As a novice educator and as a young person who considers himself to be a digital native, I have been blown away by the commitment of many of my colleagues to growing with the times. I know so many St. George’s teachers who dedicated an incredible amount of time this past summer, and so far this school year, to finding resources that better prepare them to teach online or in a hybrid model.
We are now nearly a third of the way through the year, and I have found that teaching and learning in a traditional classroom has evolved to suit the needs of the times. From the outset of creating a digital learning plan, the Digital Learning Task Force knew that the St. George’s community would be problem-solving quarantines of many different types this year. A hybrid model, where one or a few students in a class are quarantining while others are at school, requires familiarity with different technologies than a whole-class or whole-school quarantine.
I had the unique privilege of being one of the teachers to partake in the first whole-grade level quarantine of the new school year. We had 48 hours from learning about our impending quarantine to implement and refine our digital learning plan.
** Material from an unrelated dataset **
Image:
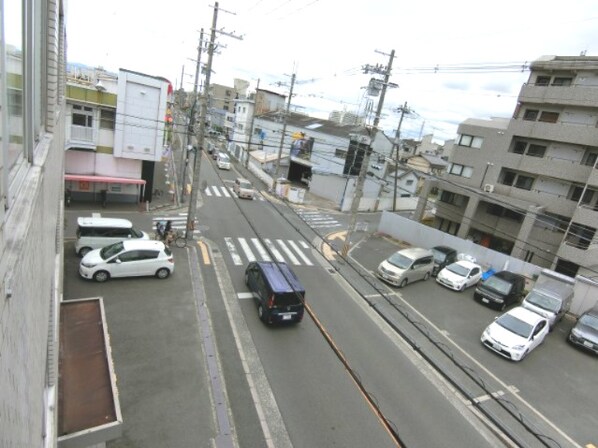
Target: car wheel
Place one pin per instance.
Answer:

Like the city developing new phases and restrictions as it learned new information about the virus, the first grade and tech teams considered the specific circumstances of our quarantine to create a unique plan that met the needs of students, educators, and families. The two-week time period necessitated that we be particularly cognizant of the work obligations of parents. We had to consider the ability of first graders to use technology to do assignments independently. We adjusted our schedule, and our writing curriculum, to meet their needs. Everything I had learned, and everything we had learned as a St. George’s community, coalesced into a great plan that helped lead to a solid two weeks of online learning. It was yet another new type of quarantine, and I was proud to be a part of the team that rose to the occasion.
First grade has been back in school for about a month now. But we learned that in order to maximize learning at home, should we need to again in the future, we first have to maximize children’s fluency with technology while they are physically at school -- hence the implementation of tech Tuesdays, as well as other classroom activities to familiarize students with the technology they’d use from home.
Nothing that 2020 throws at us would surprise me at this point. It’s been a year for the books. But no matter what happens, I trust our amazing team at St. George’s to come up with a plan that considers the needs of all.